Second, through their own experience, without the boring suggestions of their elders, young people are gradually getting used to the fact that a conservative, evolutionary approach is a surer path to success than a revolutionary cavalry attack that leaves the ruins of the old world behind, and the new one has not even been designed yet.
This approach requires the active development of the inter-school and inter-university education system. An excellent mathematician, historian, biologist, physicist, geographer, or philologist often has no one to compete with, not only in their school, but also for hundreds or even thousands of kilometres around. Getting used to their exclusivity, not getting experience of competing with their peers, they at best stop in their professional growth, and they at worst form a belief of their absolute superiority over all people. In real life, disappointment comes sooner or later. It turns out that the person is not only not the best, but very far from perfect. Many break down and completely leave the profession — we lose our talents. Some overcome difficulties and prove to themselves and others that they are still one of the best (precisely one of them, not the only one). Some feel disadvantaged, do not believe that they could give in to someone, suspect injustice, fraud, become angry at people, society, and the state. The first and third groups are suppliers of personnel for the opposition.

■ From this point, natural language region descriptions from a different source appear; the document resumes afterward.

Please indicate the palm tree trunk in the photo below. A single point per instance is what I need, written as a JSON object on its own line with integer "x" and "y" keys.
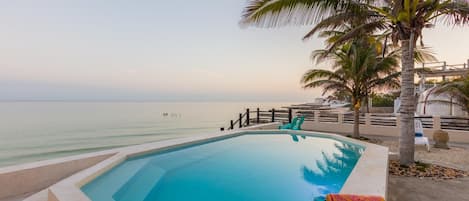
{"x": 407, "y": 108}
{"x": 356, "y": 122}
{"x": 356, "y": 117}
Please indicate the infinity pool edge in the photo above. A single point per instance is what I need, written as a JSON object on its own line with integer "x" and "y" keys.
{"x": 368, "y": 177}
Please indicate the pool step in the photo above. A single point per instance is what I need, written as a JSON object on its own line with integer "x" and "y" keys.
{"x": 141, "y": 184}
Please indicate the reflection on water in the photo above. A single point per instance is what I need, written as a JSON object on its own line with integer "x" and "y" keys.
{"x": 248, "y": 167}
{"x": 336, "y": 167}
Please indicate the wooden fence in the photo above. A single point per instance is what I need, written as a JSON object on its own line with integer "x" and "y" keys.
{"x": 258, "y": 116}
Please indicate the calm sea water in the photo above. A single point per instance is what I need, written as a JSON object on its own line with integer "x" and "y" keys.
{"x": 32, "y": 131}
{"x": 248, "y": 167}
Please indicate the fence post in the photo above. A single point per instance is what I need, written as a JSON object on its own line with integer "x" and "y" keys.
{"x": 368, "y": 119}
{"x": 273, "y": 114}
{"x": 437, "y": 122}
{"x": 258, "y": 115}
{"x": 316, "y": 116}
{"x": 247, "y": 117}
{"x": 340, "y": 118}
{"x": 398, "y": 120}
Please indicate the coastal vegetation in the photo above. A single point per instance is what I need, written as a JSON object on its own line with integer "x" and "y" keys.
{"x": 356, "y": 71}
{"x": 402, "y": 20}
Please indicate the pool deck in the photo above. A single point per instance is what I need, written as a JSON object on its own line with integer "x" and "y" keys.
{"x": 369, "y": 177}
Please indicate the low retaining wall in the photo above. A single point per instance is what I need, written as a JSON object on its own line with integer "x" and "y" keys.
{"x": 33, "y": 177}
{"x": 394, "y": 131}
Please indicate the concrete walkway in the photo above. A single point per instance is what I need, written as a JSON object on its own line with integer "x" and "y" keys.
{"x": 415, "y": 189}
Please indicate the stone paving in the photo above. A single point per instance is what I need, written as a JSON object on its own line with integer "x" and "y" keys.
{"x": 416, "y": 189}
{"x": 426, "y": 189}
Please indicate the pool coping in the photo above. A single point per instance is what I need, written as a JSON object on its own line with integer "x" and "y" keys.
{"x": 368, "y": 177}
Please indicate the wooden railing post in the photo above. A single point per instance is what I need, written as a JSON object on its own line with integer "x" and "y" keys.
{"x": 258, "y": 115}
{"x": 316, "y": 116}
{"x": 340, "y": 118}
{"x": 368, "y": 119}
{"x": 273, "y": 114}
{"x": 398, "y": 120}
{"x": 437, "y": 122}
{"x": 247, "y": 117}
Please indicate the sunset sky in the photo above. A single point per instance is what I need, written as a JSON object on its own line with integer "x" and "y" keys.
{"x": 160, "y": 50}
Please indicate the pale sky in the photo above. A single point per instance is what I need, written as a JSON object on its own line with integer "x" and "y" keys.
{"x": 160, "y": 50}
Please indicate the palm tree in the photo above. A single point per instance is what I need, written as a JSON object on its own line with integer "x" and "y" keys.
{"x": 357, "y": 70}
{"x": 404, "y": 19}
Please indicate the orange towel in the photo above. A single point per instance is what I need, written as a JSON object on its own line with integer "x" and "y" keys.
{"x": 341, "y": 197}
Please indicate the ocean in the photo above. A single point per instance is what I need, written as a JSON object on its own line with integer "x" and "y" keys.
{"x": 33, "y": 131}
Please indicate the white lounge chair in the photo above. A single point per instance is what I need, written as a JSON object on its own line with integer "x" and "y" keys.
{"x": 420, "y": 138}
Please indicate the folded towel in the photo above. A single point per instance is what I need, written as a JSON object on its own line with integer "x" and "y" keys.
{"x": 343, "y": 197}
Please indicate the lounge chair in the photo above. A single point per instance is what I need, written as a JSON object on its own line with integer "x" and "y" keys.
{"x": 420, "y": 139}
{"x": 297, "y": 126}
{"x": 289, "y": 125}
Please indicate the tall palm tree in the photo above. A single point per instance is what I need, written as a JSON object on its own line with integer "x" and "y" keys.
{"x": 405, "y": 19}
{"x": 357, "y": 70}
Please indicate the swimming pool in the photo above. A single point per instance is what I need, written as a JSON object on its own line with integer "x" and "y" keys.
{"x": 274, "y": 167}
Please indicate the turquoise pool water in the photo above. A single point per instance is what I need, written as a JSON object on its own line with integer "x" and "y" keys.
{"x": 264, "y": 167}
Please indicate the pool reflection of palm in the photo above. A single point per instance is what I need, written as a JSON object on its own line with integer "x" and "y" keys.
{"x": 333, "y": 170}
{"x": 295, "y": 137}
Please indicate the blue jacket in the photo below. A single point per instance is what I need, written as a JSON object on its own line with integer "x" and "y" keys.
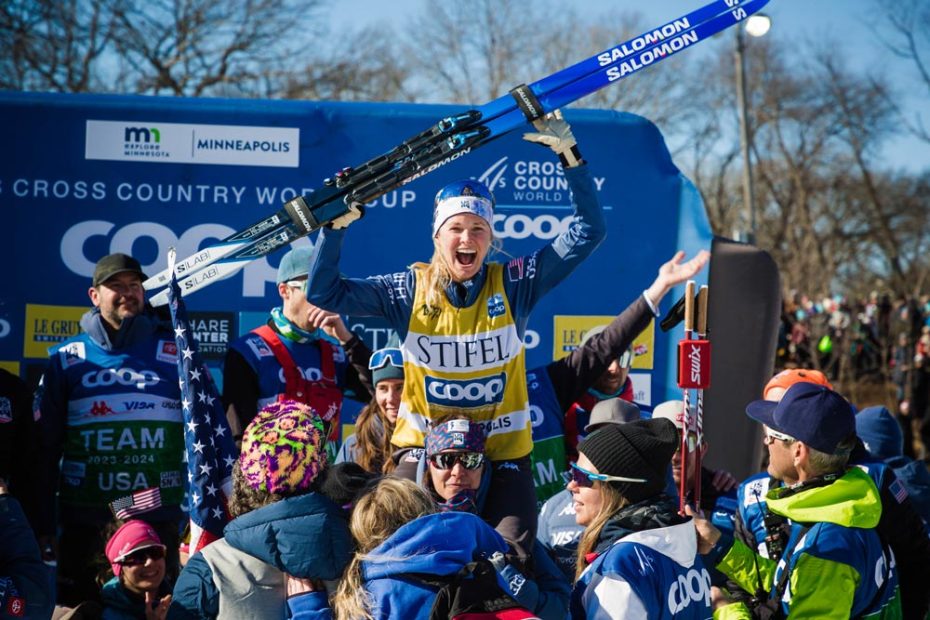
{"x": 654, "y": 573}
{"x": 120, "y": 604}
{"x": 24, "y": 579}
{"x": 102, "y": 403}
{"x": 392, "y": 295}
{"x": 882, "y": 436}
{"x": 436, "y": 544}
{"x": 306, "y": 536}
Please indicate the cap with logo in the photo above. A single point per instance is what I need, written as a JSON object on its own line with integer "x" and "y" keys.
{"x": 113, "y": 264}
{"x": 131, "y": 536}
{"x": 458, "y": 434}
{"x": 295, "y": 264}
{"x": 811, "y": 413}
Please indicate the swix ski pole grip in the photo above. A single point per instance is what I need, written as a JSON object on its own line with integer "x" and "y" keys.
{"x": 703, "y": 298}
{"x": 686, "y": 413}
{"x": 689, "y": 329}
{"x": 452, "y": 137}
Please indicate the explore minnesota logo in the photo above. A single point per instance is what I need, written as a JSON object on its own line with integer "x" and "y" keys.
{"x": 232, "y": 145}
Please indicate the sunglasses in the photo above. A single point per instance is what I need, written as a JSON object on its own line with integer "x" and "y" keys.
{"x": 771, "y": 436}
{"x": 137, "y": 558}
{"x": 298, "y": 284}
{"x": 584, "y": 478}
{"x": 383, "y": 357}
{"x": 447, "y": 460}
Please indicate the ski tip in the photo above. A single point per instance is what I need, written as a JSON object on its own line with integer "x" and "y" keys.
{"x": 159, "y": 299}
{"x": 157, "y": 281}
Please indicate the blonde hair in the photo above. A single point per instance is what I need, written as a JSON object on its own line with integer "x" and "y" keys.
{"x": 372, "y": 444}
{"x": 612, "y": 502}
{"x": 392, "y": 503}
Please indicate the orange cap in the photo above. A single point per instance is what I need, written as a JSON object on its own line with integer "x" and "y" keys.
{"x": 786, "y": 378}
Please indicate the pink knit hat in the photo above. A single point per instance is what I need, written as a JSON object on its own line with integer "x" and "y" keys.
{"x": 132, "y": 536}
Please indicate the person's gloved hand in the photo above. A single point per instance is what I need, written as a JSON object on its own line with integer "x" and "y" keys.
{"x": 512, "y": 577}
{"x": 355, "y": 212}
{"x": 554, "y": 132}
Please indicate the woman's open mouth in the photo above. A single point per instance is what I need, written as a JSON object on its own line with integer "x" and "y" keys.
{"x": 466, "y": 257}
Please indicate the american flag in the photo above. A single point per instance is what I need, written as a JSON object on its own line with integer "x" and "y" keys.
{"x": 137, "y": 503}
{"x": 898, "y": 489}
{"x": 211, "y": 451}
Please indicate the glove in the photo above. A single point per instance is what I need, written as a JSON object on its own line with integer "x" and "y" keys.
{"x": 355, "y": 212}
{"x": 555, "y": 133}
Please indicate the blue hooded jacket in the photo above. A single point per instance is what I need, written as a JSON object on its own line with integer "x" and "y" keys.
{"x": 882, "y": 436}
{"x": 438, "y": 544}
{"x": 305, "y": 536}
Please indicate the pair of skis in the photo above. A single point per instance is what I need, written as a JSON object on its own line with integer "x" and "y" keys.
{"x": 447, "y": 139}
{"x": 693, "y": 374}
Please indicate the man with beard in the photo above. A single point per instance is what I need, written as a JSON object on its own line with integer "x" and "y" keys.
{"x": 111, "y": 427}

Today’s developed Internet makes it easy to connect interest groups across the country. It will be much better if a young mathematician from Chukotka will discuss mathematical problems on the Internet with the same young mathematicians from Crimea and Kaliningrad than if he will discuss his desire for revolutionary changes on the same Internet with the same mathematicians.
Any professional activity is conservative and teaches an evolutionary approach. If a person becomes a professional in their field, they transfer professional conservatism to all spheres of public life, including politics. The younger a person begins their professional growth, the earlier they will become a conservative-evolutionist.
Of course, there will be exceptions. But we are interested in the position of the generation, not its individual representatives. There are always 5% of revolutionaries in any society. But if the society is stable and conservative, their fate is to get angry in the kitchen and fight among themselves in the marginal revolutionary media, finding out who is to blame for the fact that they are so smart and beautiful, but there is still no revolution.
Otherwise, there will always be someone who will deliver the cookies in time.